Table 5. Number and percent of transposons and other repeats in the Gambusia affinis genome.
Classification | Number of copies | Percentage of assembly |
---|---|---|
DNA Transposons | 318,331 | 9.361 |
LTR Retrotransposons | 12,602 | 0.379 |
LINE Retrotransposons | 50,048 | 1.401 |
SINE Retrotransposons | 16,609 | 0.427 |
Unknown | 198,564 | 6.23 |
Total transposable elementsa | 596,154 | 17.799 |
Low complexity regionsb | 33,073 | 0.255 |
Satellitesc | 4,914 | 0.229 |
Microsatellites | 219,965 | 1.431 |
Total | 854,106 | 19.714 |
Includes DNA transposons, LTR, LINE, SINE retrotransposons and unknown.
Regions composed of a single or two nucleotides, e.g.: A-rich, GA-rich, C-rich.

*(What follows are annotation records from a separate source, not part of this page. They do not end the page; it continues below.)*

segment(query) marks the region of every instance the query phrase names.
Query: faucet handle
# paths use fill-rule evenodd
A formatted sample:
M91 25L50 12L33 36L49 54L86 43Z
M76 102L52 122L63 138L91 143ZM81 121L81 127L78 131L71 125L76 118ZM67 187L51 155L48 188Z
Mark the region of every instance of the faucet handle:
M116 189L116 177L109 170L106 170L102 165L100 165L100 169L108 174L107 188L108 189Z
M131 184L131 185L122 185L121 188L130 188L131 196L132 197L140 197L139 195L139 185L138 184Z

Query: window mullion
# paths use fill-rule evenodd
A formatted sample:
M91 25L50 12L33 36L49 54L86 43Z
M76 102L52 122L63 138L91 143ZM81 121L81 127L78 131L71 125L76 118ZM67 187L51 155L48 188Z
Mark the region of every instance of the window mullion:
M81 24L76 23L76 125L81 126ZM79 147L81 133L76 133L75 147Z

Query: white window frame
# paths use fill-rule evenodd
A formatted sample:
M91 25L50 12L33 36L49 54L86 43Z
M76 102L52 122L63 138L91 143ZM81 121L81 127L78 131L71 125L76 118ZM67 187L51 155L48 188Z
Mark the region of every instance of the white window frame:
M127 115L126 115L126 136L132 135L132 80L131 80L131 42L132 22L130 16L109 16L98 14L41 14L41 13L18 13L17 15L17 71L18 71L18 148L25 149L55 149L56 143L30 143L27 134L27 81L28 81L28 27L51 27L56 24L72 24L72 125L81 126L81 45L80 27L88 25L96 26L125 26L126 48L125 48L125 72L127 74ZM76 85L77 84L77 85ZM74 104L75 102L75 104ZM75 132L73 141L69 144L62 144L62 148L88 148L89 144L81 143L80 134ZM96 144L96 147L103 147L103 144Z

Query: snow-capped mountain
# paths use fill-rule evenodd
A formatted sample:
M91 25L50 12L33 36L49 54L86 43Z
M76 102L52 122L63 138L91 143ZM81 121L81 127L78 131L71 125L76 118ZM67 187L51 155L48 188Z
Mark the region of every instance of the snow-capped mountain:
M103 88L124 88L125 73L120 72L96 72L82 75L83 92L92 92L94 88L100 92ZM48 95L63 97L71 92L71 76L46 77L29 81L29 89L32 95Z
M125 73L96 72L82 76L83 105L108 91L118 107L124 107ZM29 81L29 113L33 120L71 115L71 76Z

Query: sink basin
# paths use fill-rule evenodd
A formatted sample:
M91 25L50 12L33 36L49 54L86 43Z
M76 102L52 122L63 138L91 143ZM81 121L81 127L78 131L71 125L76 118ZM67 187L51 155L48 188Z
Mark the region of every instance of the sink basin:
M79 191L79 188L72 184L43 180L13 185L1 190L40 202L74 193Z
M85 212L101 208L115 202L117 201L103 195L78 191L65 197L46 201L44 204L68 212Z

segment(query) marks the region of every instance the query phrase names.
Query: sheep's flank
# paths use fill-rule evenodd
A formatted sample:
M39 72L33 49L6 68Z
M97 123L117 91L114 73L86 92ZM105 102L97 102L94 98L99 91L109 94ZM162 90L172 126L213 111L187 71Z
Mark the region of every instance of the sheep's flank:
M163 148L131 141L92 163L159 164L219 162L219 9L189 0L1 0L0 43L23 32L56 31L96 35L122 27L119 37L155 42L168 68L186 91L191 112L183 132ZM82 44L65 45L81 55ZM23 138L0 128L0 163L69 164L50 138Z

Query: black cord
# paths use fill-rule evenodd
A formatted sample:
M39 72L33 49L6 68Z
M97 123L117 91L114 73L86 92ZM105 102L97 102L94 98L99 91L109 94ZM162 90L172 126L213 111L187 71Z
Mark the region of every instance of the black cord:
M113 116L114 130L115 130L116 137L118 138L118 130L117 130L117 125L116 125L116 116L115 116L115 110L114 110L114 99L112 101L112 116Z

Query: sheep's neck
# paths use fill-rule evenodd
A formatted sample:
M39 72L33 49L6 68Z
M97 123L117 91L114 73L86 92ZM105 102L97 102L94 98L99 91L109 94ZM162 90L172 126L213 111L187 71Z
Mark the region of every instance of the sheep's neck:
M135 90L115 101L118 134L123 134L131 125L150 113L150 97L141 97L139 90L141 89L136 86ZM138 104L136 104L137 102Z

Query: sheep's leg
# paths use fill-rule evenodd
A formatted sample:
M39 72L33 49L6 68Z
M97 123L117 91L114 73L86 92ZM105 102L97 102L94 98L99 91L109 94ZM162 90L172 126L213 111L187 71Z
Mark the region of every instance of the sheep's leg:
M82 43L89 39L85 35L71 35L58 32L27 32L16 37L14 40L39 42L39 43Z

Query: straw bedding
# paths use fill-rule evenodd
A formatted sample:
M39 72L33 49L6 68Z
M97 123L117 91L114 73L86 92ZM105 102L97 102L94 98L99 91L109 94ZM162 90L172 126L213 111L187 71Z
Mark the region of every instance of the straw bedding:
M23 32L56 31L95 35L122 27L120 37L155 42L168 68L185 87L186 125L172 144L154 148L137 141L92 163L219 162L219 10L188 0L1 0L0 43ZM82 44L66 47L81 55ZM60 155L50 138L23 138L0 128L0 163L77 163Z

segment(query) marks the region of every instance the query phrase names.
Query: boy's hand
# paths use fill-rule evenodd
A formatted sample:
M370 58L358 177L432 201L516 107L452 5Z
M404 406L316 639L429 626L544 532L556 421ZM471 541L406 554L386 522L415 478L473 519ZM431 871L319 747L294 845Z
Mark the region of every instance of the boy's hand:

Duplications of complex sequences 100-200 bp long.
Discussion
We sequenced and assembled the genome of the mosquitofish, Gambusia affinis, using short read Illumina data from paired-end and in vitro proximity-ligation Chicago libraries. The resulting genome assembly had high coverage, improved contigs, and long scaffold sizes compared to other assemblies that used Illumina mate-paired libraries (Poecilia reticulata; Künstner et al. 2016), assemblies that utilized Roche 454 long insert sequencing (Xiphophorus maculatus; Schartl et al. 2013), or multiple types of sequencing reads, including PacBio reads (Pootakham et al. 2017). The Chicago library improves the scaffold contiguity because it provides links between genomic regions hundreds of kb apart and uses information about proximity ligation libraries to obtain a highly continuous genome assembly (Putnam et al. 2016). The result is a high-quality genome sequence composed of 26 (N50) scaffolds, just more than the haploid number of chromosomes (n = 24; Chen and Ebeling 1968). Our genome assembly was 598.7 Mbp, slightly shorter than the Meraculous kmer estimate of 683 Mbp and the Dovetail kmer estimate of 759 Mbp. The kmer estimates differ because the Dovetail kmercounter used untrimmed reads, and therefore had deeper coverage and better discrimination of homozygotes and heterozygotes, and fully counted the repeats without a maximum copy count. Previous estimates of n = 0.74 to 0.76 pg (724 to 743 Mbp) from white blood cells from 50 native fish, averaged between males and females (Tiersch et al. 1989) and n = 0.695 to 0.855 pg (680 to 836 Mbp) from blood of two invasive fish, where the sex was not recorded (Jianxun et al. 1991), have been reported using flow cytomery. G. affinis has dimorphic (WZ) sex chromosomes, where males are homomorphic ZZ and females are heteromorphic ZW, and the W chromosome is the single largest metacentric chromosome and Zs are the smallest acrocentric chromosomes (Black and Howell 1979; Chen and Ebeling 1968). Therefore, we expect a smaller assembly size for our male fish than flow cytometry estimates that average both females and males (Jianxun et al. 1991; Tiersch et al. 1989).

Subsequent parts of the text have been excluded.